Edited by XJ Flyer on Tuesday 16th December 22:08
I don't think he's actually telling you to read an A level text book. I think he's saying you're thick. I think he's right.
It baffles me as to why anyone even gets into a discussion with him.

Willy Nilly

12,511 posts

168 months

Wednesday 17th December 2014
quotequote all
Good thing Scotland voted No, cheap oil would have buggered Alex's accounts up no end.

XJ Flyer

5,526 posts

131 months

Wednesday 17th December 2014
quotequote all
Willy Nilly said:
Good thing Scotland voted No, cheap oil would have buggered Alex's accounts up no end.
No he would have followed the advice here by shutting down all production and leaving it in the ground until the price doubles.

Silverbullet767

10,716 posts

207 months

Thursday 18th December 2014
quotequote all
westtra said:
Its up to 15% in some peoples cases.
Where are you seeing this? The e-mail I received from WG Corporate was up to 10%.

NicD

3,281 posts

258 months

Thursday 18th December 2014
quotequote all
Some Gump said:
Read some A level economics, the word "inelastic" then review your position on tax take.

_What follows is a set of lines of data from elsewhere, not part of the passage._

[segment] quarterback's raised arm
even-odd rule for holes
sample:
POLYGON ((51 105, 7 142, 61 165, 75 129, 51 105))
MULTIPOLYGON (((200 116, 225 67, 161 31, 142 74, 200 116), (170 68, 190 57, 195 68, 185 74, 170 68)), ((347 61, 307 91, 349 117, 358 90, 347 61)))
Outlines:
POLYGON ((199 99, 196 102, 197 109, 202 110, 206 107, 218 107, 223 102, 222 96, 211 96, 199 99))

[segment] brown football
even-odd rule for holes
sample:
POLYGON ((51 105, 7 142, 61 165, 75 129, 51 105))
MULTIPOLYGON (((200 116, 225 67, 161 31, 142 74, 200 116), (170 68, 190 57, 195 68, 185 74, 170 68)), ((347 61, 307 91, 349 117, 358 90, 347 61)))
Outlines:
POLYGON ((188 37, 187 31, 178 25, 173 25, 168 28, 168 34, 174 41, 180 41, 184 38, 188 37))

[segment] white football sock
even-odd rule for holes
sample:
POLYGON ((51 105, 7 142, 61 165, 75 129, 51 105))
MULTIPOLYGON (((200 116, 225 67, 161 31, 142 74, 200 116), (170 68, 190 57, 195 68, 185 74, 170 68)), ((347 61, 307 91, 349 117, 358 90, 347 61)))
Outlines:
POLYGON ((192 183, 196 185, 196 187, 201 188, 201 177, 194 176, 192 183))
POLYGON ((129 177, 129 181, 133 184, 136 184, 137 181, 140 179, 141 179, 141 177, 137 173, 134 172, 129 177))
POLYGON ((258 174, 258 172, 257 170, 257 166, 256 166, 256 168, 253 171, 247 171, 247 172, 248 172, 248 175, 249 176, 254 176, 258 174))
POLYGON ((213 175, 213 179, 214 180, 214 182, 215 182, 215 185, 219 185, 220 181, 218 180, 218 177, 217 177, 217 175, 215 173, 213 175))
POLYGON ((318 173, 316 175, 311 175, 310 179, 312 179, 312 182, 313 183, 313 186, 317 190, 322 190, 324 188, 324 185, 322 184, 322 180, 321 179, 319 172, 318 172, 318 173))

Oh hold on, make that GCSE.

Or Robert Peston.
Are you saying supply is inelastic? or demand, or both?
What question is that the answer to?
Certainly not 'Do I need to sell oil right now at a loss'?
If the producer thinks prices will recover, then if they cannot throttle back production, they could join the many traders and speculators and store in tankers around the world, at least while capacity exists.
http://www.wallstreetdaily.com/2014/11/14/oil-tank...

YankeePorker

4,770 posts

242 months

Thursday 18th December 2014
quotequote all
As already noted above, there will be an immediate impact on the exploration industry. For those in the engineering design, fabrication and installation of production infrastructure the big hit will come in a couple of years when there is a shortage of new projects and employment prospects. The investment cycle is a long one, so they won't be sanctioning projects now and the major impact is felt later on.

If we want to stop selling our oil we just need to turn Scotland into an enormous tank farm and store it all until later!